Hi all,
When dealing with a display with ambiguous backlight specs and no reference spectro, selecting the correct colorimeter correlation file is a guess that risks severe measurement error. For instance, a spec sheet might list a generic "W-LED" backlight but advertise "95% DCI-P3" coverage—which strongly implies a PFS/KSF phosphor layer is being used to achieve the wide gamut, but doesn't explicitly confirm it. This ambiguity can happen with any unverified display. To avoid blindly guessing, I am looking to validate a theoretical workflow to deduce the correct file purely from pre-calibration data:
The RGB Balance Deduction Method:
1. Factory reset the display to its default color preset (untouched RGB gains).
2. Perform a grayscale sweep using Candidate Correlation File A (e.g., standard W-LED).
3. Perform a grayscale sweep using Candidate Correlation File B (e.g., PFS Phosphor).
4. Compare the pre-calibration RGB Balance/Separation graphs.
Hypothesis: Since factory presets are typically tuned with reference spectros, the incorrect correlation file will introduce an artificial mathematical skew, resulting in a severe, unphysical RGB divergence (e.g., a massive deficit in one channel).

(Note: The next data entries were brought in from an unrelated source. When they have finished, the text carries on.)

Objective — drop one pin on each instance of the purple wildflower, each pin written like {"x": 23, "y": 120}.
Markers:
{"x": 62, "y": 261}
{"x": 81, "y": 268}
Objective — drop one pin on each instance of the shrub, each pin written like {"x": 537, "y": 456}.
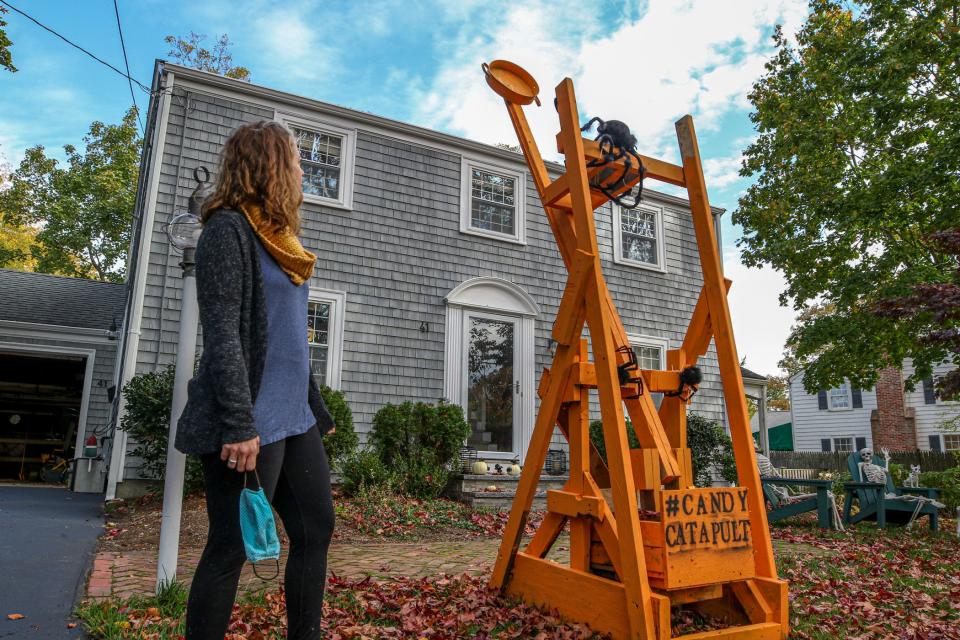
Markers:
{"x": 363, "y": 471}
{"x": 343, "y": 442}
{"x": 147, "y": 420}
{"x": 418, "y": 442}
{"x": 421, "y": 478}
{"x": 949, "y": 484}
{"x": 596, "y": 437}
{"x": 710, "y": 448}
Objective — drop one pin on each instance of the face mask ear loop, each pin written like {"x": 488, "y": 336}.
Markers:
{"x": 273, "y": 577}
{"x": 255, "y": 475}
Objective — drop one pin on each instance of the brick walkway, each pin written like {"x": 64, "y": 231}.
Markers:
{"x": 122, "y": 574}
{"x": 134, "y": 572}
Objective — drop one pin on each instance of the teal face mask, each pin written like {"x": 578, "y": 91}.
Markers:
{"x": 257, "y": 526}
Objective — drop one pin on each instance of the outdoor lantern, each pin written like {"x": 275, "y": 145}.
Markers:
{"x": 184, "y": 232}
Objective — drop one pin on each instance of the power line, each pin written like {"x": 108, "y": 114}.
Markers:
{"x": 126, "y": 62}
{"x": 76, "y": 46}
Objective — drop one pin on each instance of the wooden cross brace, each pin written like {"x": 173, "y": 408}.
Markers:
{"x": 608, "y": 579}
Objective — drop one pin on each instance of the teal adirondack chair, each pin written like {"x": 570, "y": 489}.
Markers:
{"x": 873, "y": 503}
{"x": 782, "y": 508}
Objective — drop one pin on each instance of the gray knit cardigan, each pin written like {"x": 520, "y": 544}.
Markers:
{"x": 234, "y": 318}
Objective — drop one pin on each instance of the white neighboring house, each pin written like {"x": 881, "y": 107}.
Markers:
{"x": 848, "y": 419}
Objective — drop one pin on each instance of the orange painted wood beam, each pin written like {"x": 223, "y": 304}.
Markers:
{"x": 722, "y": 327}
{"x": 638, "y": 603}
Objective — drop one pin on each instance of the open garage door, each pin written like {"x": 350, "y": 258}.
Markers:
{"x": 41, "y": 404}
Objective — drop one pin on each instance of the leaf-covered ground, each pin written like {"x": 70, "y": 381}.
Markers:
{"x": 873, "y": 583}
{"x": 863, "y": 584}
{"x": 135, "y": 524}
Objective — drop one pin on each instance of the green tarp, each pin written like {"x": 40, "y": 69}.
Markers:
{"x": 781, "y": 437}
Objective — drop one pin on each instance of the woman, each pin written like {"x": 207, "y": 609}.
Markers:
{"x": 254, "y": 404}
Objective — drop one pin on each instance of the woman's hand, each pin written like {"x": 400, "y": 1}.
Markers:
{"x": 241, "y": 456}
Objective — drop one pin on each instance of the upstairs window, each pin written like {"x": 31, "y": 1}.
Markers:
{"x": 951, "y": 441}
{"x": 326, "y": 157}
{"x": 638, "y": 237}
{"x": 839, "y": 397}
{"x": 325, "y": 312}
{"x": 492, "y": 202}
{"x": 843, "y": 445}
{"x": 320, "y": 158}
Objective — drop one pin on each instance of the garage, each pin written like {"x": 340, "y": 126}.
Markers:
{"x": 41, "y": 406}
{"x": 58, "y": 351}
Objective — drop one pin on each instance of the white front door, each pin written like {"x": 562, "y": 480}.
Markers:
{"x": 493, "y": 393}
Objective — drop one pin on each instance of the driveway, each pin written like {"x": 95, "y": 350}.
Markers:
{"x": 48, "y": 538}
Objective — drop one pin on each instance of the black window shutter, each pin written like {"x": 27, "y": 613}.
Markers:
{"x": 822, "y": 401}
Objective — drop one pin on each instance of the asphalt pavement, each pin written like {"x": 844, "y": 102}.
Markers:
{"x": 47, "y": 540}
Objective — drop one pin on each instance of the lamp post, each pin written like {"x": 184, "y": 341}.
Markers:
{"x": 183, "y": 233}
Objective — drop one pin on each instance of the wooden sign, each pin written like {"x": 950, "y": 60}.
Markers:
{"x": 715, "y": 518}
{"x": 704, "y": 537}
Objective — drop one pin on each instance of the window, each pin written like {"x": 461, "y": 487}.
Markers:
{"x": 325, "y": 335}
{"x": 951, "y": 441}
{"x": 492, "y": 202}
{"x": 843, "y": 445}
{"x": 839, "y": 397}
{"x": 651, "y": 351}
{"x": 638, "y": 237}
{"x": 326, "y": 157}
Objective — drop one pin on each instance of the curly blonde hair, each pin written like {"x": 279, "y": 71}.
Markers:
{"x": 258, "y": 167}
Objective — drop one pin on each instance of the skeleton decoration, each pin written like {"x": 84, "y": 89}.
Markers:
{"x": 875, "y": 473}
{"x": 767, "y": 470}
{"x": 872, "y": 472}
{"x": 913, "y": 480}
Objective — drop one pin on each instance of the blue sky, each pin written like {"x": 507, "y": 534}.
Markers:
{"x": 646, "y": 63}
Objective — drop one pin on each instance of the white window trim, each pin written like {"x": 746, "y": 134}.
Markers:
{"x": 348, "y": 149}
{"x": 640, "y": 340}
{"x": 833, "y": 443}
{"x": 618, "y": 258}
{"x": 338, "y": 308}
{"x": 520, "y": 190}
{"x": 849, "y": 406}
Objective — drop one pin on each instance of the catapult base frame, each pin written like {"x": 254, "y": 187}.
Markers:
{"x": 708, "y": 549}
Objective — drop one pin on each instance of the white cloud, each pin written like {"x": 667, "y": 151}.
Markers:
{"x": 720, "y": 172}
{"x": 760, "y": 324}
{"x": 698, "y": 56}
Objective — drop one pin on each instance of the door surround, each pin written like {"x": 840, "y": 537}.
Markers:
{"x": 501, "y": 297}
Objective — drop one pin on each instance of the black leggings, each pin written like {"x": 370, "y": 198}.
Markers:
{"x": 296, "y": 479}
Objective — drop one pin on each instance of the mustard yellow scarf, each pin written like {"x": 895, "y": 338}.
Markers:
{"x": 283, "y": 246}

The correct file should naturally display a tighter, more cohesive RGB balance reflective of the actual factory calibration.
1. Is this deductive method mathematically and scientifically sound across all display technologies, or is it possible for the wrong correlation file to coincidentally produce a flatter RGB balance?
2. Excluding visual A/B daylight matching, is there a universal, data-driven method to definitively identify the correct correlation file for any unknown display when a spectro is unavailable?